Business Keeping
Grades on Canvas.
Prototypes are often treated like “the answer” to UX problems
It is essentially a ‘draft’ of the final product. It is meant to allow for final feedback before the end product is considered completely finished. It is by no means the final product. It is something meant to be critiqued and then fixed based on suggestions. – Emily
So, in my humble opinion, there is a bias towards prototyping too early in a lot of the rank-and-file UX design community, AKA the people doing the majority of the work. These folks work insanely hard and are often put in very untenable positions: they have to do “design sprints” that are often as short as two weeks in length and that are supposed to produce high-fidelity prototypes.

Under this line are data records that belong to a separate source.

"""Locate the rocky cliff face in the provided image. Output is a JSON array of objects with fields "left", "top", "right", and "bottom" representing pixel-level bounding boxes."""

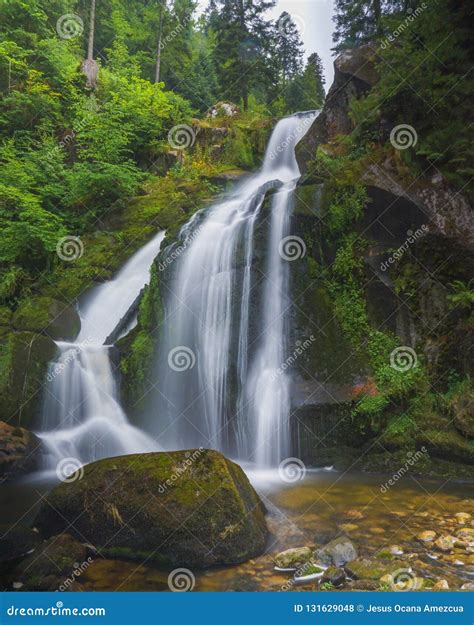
[{"left": 292, "top": 45, "right": 474, "bottom": 473}]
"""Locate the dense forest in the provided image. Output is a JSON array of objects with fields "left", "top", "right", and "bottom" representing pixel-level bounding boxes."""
[{"left": 0, "top": 0, "right": 474, "bottom": 590}]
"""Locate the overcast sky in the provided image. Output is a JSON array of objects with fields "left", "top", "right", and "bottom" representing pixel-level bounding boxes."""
[{"left": 194, "top": 0, "right": 334, "bottom": 91}]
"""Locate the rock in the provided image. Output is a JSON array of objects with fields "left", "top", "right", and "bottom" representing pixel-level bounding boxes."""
[
  {"left": 452, "top": 395, "right": 474, "bottom": 438},
  {"left": 36, "top": 448, "right": 267, "bottom": 567},
  {"left": 434, "top": 534, "right": 456, "bottom": 551},
  {"left": 13, "top": 534, "right": 91, "bottom": 591},
  {"left": 206, "top": 102, "right": 239, "bottom": 117},
  {"left": 275, "top": 547, "right": 313, "bottom": 569},
  {"left": 0, "top": 524, "right": 41, "bottom": 563},
  {"left": 13, "top": 297, "right": 81, "bottom": 341},
  {"left": 0, "top": 332, "right": 57, "bottom": 427},
  {"left": 0, "top": 421, "right": 41, "bottom": 479},
  {"left": 431, "top": 579, "right": 449, "bottom": 590},
  {"left": 314, "top": 535, "right": 357, "bottom": 566},
  {"left": 346, "top": 579, "right": 380, "bottom": 591},
  {"left": 344, "top": 558, "right": 410, "bottom": 581},
  {"left": 321, "top": 566, "right": 346, "bottom": 588},
  {"left": 454, "top": 512, "right": 471, "bottom": 525}
]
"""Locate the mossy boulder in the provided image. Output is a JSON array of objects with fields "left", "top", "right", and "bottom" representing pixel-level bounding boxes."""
[
  {"left": 0, "top": 421, "right": 41, "bottom": 479},
  {"left": 0, "top": 332, "right": 57, "bottom": 427},
  {"left": 36, "top": 449, "right": 267, "bottom": 567},
  {"left": 344, "top": 558, "right": 410, "bottom": 580},
  {"left": 0, "top": 524, "right": 41, "bottom": 564},
  {"left": 314, "top": 535, "right": 358, "bottom": 567},
  {"left": 13, "top": 297, "right": 81, "bottom": 341},
  {"left": 12, "top": 534, "right": 92, "bottom": 591}
]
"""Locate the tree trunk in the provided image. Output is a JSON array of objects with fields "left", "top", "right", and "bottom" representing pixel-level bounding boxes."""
[
  {"left": 87, "top": 0, "right": 96, "bottom": 61},
  {"left": 155, "top": 0, "right": 166, "bottom": 82}
]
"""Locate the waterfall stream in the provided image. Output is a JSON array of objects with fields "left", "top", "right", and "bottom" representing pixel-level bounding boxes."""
[
  {"left": 148, "top": 112, "right": 315, "bottom": 466},
  {"left": 38, "top": 232, "right": 165, "bottom": 470}
]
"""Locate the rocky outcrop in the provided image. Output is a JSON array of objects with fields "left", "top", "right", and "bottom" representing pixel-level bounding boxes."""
[
  {"left": 0, "top": 421, "right": 41, "bottom": 480},
  {"left": 13, "top": 297, "right": 81, "bottom": 341},
  {"left": 0, "top": 331, "right": 57, "bottom": 427},
  {"left": 36, "top": 449, "right": 267, "bottom": 567}
]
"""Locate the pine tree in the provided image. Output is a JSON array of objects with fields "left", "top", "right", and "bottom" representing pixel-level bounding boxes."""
[{"left": 211, "top": 0, "right": 275, "bottom": 110}]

Essentially, UX in a lot of organizations looks like this:
- Backend Developer: Does the heavy-lifting of programming an applications basic interactions
- Frontend Developer: Does the heavy-lifting of designing a program’s interface
- Graphic Designer: Makes non-programmable elements like logos, fonts, icons, etc.
- Additional Developer or Designer who says they know about UX, but who is really just good at prototyping
Of course, at this point in the process of this class, I hope you can see the problem with this arrangement. Just because someone can make something that looks really nice, and convinces other developers it solves problems, doesn’t mean it’s the best thing for users. In fact: often the thing that looks the best to developers is the worst thing for users.
User insights really are the answer, though
Usability is the assessment of how “easy and pleasant” it is for users to interact with a website.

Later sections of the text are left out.